General — TransplantLyfe


What does your social worker do for you?

Transplant Patient
March 2, 2023 in General

Transplant Social Workers are on the critical path to successful outcomes from a transplant.

As a heart recipient (8 years on April 20, 2023) I'm extremely grateful for all transplant social workers (Pre & post).

What does your social worker do for you?

1 - 3 of 3 Replies

  • PabloTransplant Patient

    I was a bit cynical about "having a social worker" at age 75, having worked with them forever in my real job. And I knew that everything I said would be written down and shared with the Team. I was also a bit weirded out by having a dietician. Anyway - both turned out to be quite helpful. as to the social worker, we established a comfortable relationship, and during the very hard first 6 months, she was a great person to share my worries and fears. It was only productive for me for 6-8 months.

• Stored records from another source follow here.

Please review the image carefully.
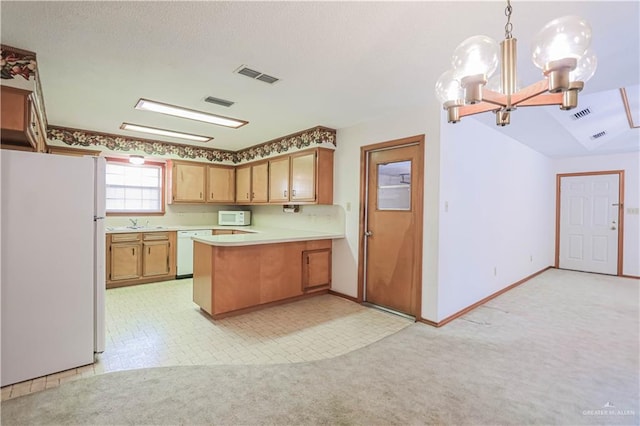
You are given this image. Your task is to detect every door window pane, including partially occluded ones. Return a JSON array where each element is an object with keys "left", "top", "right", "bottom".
[{"left": 377, "top": 161, "right": 411, "bottom": 211}]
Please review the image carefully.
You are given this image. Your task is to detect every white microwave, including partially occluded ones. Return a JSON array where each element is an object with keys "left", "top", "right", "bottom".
[{"left": 218, "top": 211, "right": 251, "bottom": 226}]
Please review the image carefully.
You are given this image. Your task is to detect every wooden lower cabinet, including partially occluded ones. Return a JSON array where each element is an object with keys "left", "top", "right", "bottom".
[
  {"left": 302, "top": 247, "right": 331, "bottom": 292},
  {"left": 109, "top": 243, "right": 142, "bottom": 281},
  {"left": 106, "top": 232, "right": 176, "bottom": 288},
  {"left": 142, "top": 241, "right": 170, "bottom": 277},
  {"left": 193, "top": 240, "right": 332, "bottom": 318}
]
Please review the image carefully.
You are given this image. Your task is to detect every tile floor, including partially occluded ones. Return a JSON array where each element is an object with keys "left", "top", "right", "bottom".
[{"left": 2, "top": 279, "right": 412, "bottom": 400}]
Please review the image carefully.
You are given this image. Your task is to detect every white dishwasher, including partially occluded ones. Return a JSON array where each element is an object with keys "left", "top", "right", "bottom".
[{"left": 176, "top": 229, "right": 212, "bottom": 278}]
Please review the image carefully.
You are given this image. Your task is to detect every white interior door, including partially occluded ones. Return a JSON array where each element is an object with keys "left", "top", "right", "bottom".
[{"left": 558, "top": 174, "right": 620, "bottom": 275}]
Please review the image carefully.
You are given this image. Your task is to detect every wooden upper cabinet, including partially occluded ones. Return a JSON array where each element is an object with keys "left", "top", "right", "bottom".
[
  {"left": 269, "top": 156, "right": 290, "bottom": 204},
  {"left": 236, "top": 165, "right": 251, "bottom": 203},
  {"left": 251, "top": 161, "right": 269, "bottom": 203},
  {"left": 0, "top": 86, "right": 47, "bottom": 152},
  {"left": 169, "top": 161, "right": 207, "bottom": 203},
  {"left": 207, "top": 166, "right": 236, "bottom": 203}
]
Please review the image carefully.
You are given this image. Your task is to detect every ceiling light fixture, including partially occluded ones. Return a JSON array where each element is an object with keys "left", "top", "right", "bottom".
[
  {"left": 120, "top": 123, "right": 213, "bottom": 142},
  {"left": 135, "top": 99, "right": 248, "bottom": 129},
  {"left": 436, "top": 0, "right": 597, "bottom": 126},
  {"left": 129, "top": 155, "right": 144, "bottom": 166}
]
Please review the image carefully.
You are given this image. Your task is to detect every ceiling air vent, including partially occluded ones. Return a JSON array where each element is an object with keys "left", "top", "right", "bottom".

NOw I just see her to say hi when I visit with the team. The dietician proved to be the most valuable ( or second to the head of the team) post-transplant. I eat much more healthy, she is always available to answer questions and food and diet and such things, she tailors her advice to what I CAN do - and I have lost 20 lbs since my transplant a year ago. Who knew?

    March 5, 2023
  • AliEm14Expert
    Transplant Patient

    I worked a lot with my dietician post transplant, and still do. I had a really complicated food history, and post transplant they really wanted me to eat anything at all. I remember my dietician bringing me a giant thing of fish and chips with a strawberry milkshake because it was the only thing that sounded good at the time. They did work with me to get me on a healthier diet after, but immediately post surgery it was whatever I felt like I wanted I got, even if it was McDonalds

    March 6, 2023
  • ShelbycreatesTransplant Patient

    I didn’t really work with a social worker post transplant. My husband was getting a PhD at the time, I had 3 kids in school and my youngest was 1 at the time. I told the transplant team over and over that I needed help with my son, because they put me on a 5lb weight restriction for 3 solid months and there was no support that they could give. I was his primary caregiver.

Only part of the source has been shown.